Le Conseil d’État relève néanmoins que les personnes détenues faisant partie « des publics cibles (…) n’en sont pas exclues du fait de leur situation de détention ». La vaccination dans la première phase des plus de 200 détenus âgés de plus de 75 ans est prévue ainsi que celle des personnes exposées à un très haut risque. « L’administration indique que la vaccination a d’ores-et-déjà débuté » est-il précisé. « Il suit de là que, contrairement à ce que soutient la requête, la situation des personnes détenus dans les établissements pénitentiaires est prise en compte à égalité avec le reste de la population dans le cadre de la campagne vaccinale » relève le juge des référés.
 
Aussi, l’association invoque une atteinte au droit à la vie et à la protection de la santé pour les personnes détenues.
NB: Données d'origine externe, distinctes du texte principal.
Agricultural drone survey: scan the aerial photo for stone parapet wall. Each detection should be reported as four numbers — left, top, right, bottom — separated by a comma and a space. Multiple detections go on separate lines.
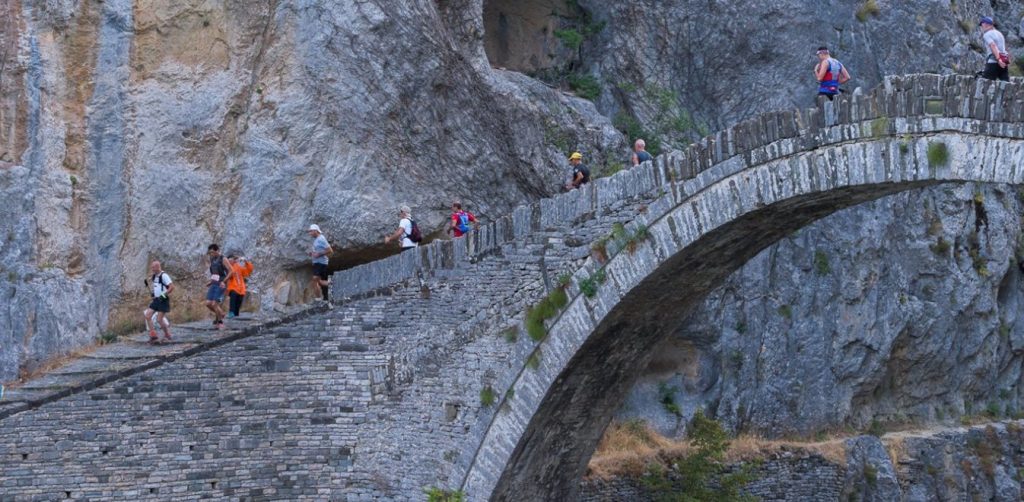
333, 75, 1024, 305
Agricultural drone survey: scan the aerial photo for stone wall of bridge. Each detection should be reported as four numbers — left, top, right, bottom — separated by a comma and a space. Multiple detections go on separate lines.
0, 76, 1024, 500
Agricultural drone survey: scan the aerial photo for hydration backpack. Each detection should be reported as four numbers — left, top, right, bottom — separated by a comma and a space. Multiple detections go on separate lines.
455, 211, 469, 234
409, 218, 423, 244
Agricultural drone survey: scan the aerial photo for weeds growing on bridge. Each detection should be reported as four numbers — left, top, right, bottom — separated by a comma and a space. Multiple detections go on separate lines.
423, 487, 466, 502
856, 0, 882, 23
928, 141, 949, 168
641, 410, 757, 502
871, 117, 889, 137
480, 385, 496, 408
814, 249, 831, 276
580, 268, 608, 298
526, 348, 544, 370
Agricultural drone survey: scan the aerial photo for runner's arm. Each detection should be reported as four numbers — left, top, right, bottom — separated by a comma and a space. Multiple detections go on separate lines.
220, 256, 234, 286
814, 61, 826, 82
988, 42, 1007, 68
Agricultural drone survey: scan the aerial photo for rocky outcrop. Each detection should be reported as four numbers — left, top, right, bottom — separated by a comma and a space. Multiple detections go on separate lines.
580, 421, 1024, 502
621, 184, 1024, 435
0, 0, 624, 380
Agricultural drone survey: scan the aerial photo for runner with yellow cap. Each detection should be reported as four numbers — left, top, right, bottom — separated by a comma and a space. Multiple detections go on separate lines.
565, 152, 590, 190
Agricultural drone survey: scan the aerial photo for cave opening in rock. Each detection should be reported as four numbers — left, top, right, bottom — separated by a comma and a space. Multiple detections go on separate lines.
483, 0, 579, 76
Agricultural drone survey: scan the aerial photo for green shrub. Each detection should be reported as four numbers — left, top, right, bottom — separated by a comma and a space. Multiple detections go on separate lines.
548, 288, 569, 310
985, 401, 1002, 418
424, 487, 466, 502
641, 410, 755, 502
580, 268, 607, 298
480, 385, 496, 408
534, 296, 558, 321
778, 305, 793, 321
558, 273, 572, 289
566, 74, 601, 101
590, 237, 608, 263
856, 0, 882, 23
611, 113, 662, 157
864, 462, 879, 487
871, 117, 889, 137
580, 278, 597, 298
611, 222, 629, 245
523, 306, 548, 341
929, 237, 949, 256
526, 348, 544, 370
657, 382, 683, 417
928, 141, 949, 167
555, 28, 583, 50
814, 250, 831, 276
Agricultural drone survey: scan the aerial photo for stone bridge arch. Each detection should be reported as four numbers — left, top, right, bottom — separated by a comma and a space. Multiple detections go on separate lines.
428, 76, 1024, 500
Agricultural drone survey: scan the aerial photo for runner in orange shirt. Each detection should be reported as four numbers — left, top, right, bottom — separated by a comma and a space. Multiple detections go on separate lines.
227, 254, 253, 318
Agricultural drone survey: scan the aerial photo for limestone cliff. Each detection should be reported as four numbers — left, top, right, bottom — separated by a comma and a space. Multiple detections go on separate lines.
0, 0, 1021, 405
0, 0, 625, 380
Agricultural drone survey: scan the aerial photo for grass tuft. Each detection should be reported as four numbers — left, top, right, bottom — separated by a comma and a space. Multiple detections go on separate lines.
928, 141, 949, 167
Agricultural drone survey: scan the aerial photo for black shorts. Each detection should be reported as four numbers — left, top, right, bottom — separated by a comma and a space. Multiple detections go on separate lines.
981, 62, 1010, 82
150, 296, 171, 313
313, 263, 327, 281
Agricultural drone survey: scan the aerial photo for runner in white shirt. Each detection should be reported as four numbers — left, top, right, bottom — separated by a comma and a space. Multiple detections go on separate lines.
384, 206, 419, 251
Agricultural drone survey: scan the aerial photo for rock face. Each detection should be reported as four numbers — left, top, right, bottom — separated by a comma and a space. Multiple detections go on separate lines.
0, 0, 1021, 420
0, 0, 624, 380
621, 184, 1024, 435
580, 421, 1024, 502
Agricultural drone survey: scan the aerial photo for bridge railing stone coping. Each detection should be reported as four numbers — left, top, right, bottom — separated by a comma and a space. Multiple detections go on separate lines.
333, 74, 1024, 297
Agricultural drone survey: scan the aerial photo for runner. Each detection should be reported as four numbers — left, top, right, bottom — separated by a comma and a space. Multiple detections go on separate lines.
206, 244, 231, 330
142, 261, 174, 343
306, 224, 334, 301
978, 15, 1010, 82
227, 254, 253, 319
814, 45, 850, 101
565, 152, 590, 190
447, 201, 480, 237
384, 206, 422, 251
632, 139, 654, 166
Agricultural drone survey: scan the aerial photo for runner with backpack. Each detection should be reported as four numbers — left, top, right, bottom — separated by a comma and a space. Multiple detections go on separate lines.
814, 45, 850, 101
978, 15, 1013, 82
384, 206, 423, 251
447, 201, 480, 237
227, 254, 253, 319
142, 261, 174, 343
306, 223, 334, 301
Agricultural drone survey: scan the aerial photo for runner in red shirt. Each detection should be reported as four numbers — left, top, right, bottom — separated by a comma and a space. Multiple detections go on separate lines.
447, 201, 480, 237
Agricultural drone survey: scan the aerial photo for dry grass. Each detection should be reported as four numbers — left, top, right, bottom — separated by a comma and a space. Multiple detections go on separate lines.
587, 420, 846, 479
4, 343, 99, 388
4, 290, 209, 388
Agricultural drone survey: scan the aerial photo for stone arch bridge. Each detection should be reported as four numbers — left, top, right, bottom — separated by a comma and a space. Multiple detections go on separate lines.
0, 75, 1024, 500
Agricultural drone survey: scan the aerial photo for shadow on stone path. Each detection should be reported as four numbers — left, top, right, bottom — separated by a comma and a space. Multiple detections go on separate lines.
0, 304, 330, 420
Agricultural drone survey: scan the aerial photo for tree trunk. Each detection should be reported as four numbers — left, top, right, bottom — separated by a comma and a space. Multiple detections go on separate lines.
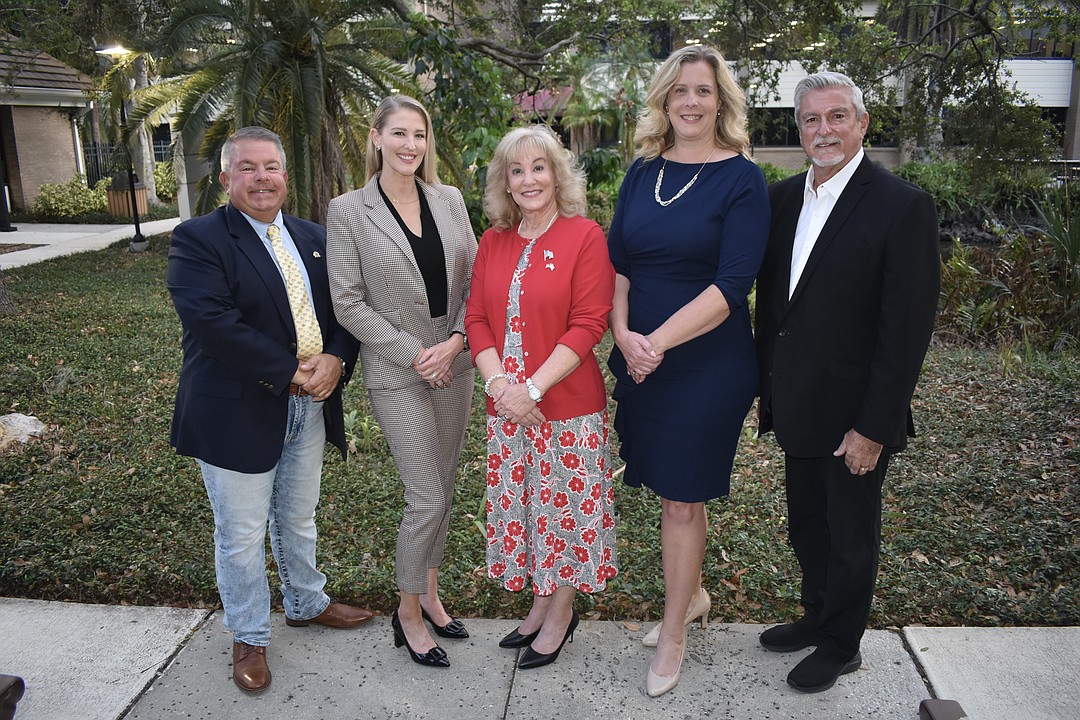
0, 271, 15, 316
132, 55, 161, 205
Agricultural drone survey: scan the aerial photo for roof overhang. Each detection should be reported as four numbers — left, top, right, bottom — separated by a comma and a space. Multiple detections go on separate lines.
0, 85, 93, 109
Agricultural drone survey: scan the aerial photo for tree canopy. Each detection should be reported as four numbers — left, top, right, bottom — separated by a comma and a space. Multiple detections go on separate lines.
0, 0, 1080, 219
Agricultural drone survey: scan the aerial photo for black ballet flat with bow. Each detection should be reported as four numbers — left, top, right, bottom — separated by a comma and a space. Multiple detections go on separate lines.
420, 608, 469, 640
390, 610, 450, 667
517, 610, 578, 670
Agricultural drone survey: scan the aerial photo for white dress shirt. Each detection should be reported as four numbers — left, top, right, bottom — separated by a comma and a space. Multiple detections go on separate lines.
787, 148, 866, 300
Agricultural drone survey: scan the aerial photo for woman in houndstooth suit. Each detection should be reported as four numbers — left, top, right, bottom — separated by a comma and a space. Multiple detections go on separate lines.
326, 95, 476, 667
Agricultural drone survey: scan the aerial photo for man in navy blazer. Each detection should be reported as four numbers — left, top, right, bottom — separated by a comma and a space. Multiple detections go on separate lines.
166, 127, 373, 692
756, 72, 941, 692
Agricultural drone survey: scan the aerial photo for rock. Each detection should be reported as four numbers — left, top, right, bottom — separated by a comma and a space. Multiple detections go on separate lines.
0, 412, 45, 450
Le Conseil juge lui :
- qu’il ne résulte pas de l’instruction interministérielle que les personnes détenues, prises dans leur ensemble, présentent un risque particulier de développer des formes graves ou mortelles ;
- que même si l’association requérante « invoque les risques particuliers de propagation du virus dans les établissements pénitentiaires eu égard aux conditions de détention, il n’existe pas, en l’état actuel des connaissances scientifiques, de certitude sur l’efficacité possible du vaccin contre la Covid-19 quant à la réduction des risques de transmission de la maladie » ;
- que pour limiter la propagation du virus, l’administration pénitentiaire a pris des mesures destinées à faire respecter les gestes barrières, procède à la distribution de masques, impose le port dès la sortie de cellules, applique des mesures de confinement aux détenus transférés et conduit des campagnes de dépistage ;
- et que la situation de l’ensemble des personnes détenus fait l’objet d’une prise en compte particulière, elles sont inscrites dans la quatrième phase de la campagne de vaccination et elle « leur sera donc ouverte à titre prioritaire avant l’ensemble de la population qui ne présente pas de facteurs de risque identifiés, inscrite dans une cinquième phase de la campagne ».
 
Alors, « si la situation des personnes détenues dans les établissements pénitentiaires justifie une vigilance particulière, la décision de ne pas inscrire l’ensemble de ces personnes parmi les publics prioritaires susceptibles de recevoir une injection dès la première phase de la campagne vaccinale ne révèle pas, compte tenu des priorités retenues pour la vaccination et des caractéristiques de ces personnes, de carence grave et manifestement illégale justifiant que le juge des référés ordonne la mesure demandée ». La requête est donc rejetée.
 
Notons également que dans un courrier datant du 26 janvier 2021, la Contrôleure générale des lieux de privations de libertés a tenu à alerter les ministres de la santé et de la justice sur la situation spécifique des personnes privées de liberté et des professionnels. Elle soutenait « les critères retenus pour la stratégie nationale de vaccination ne peuvent leur être transposés mécaniquement. Une stratégie de vaccination spécifique aux établissements pénitentiaires est donc plus que souhaitable, sans écarter un plan de vaccination général, comprenant le personnel pénitentiaire, lui aussi touché » (CGLPL, 26 janv. 2021).
 
Le ministre de la Justice a alors affirmé le 5 février qu’en prison « il y a 123 cas positifs » à la Covid-19 « ce qui représente 0,2% de la population détenue » et que 43 détenus ont déjà été vaccinés sur les 204 âgés de plus de 75 ans (France Info, 5 févr. 2021).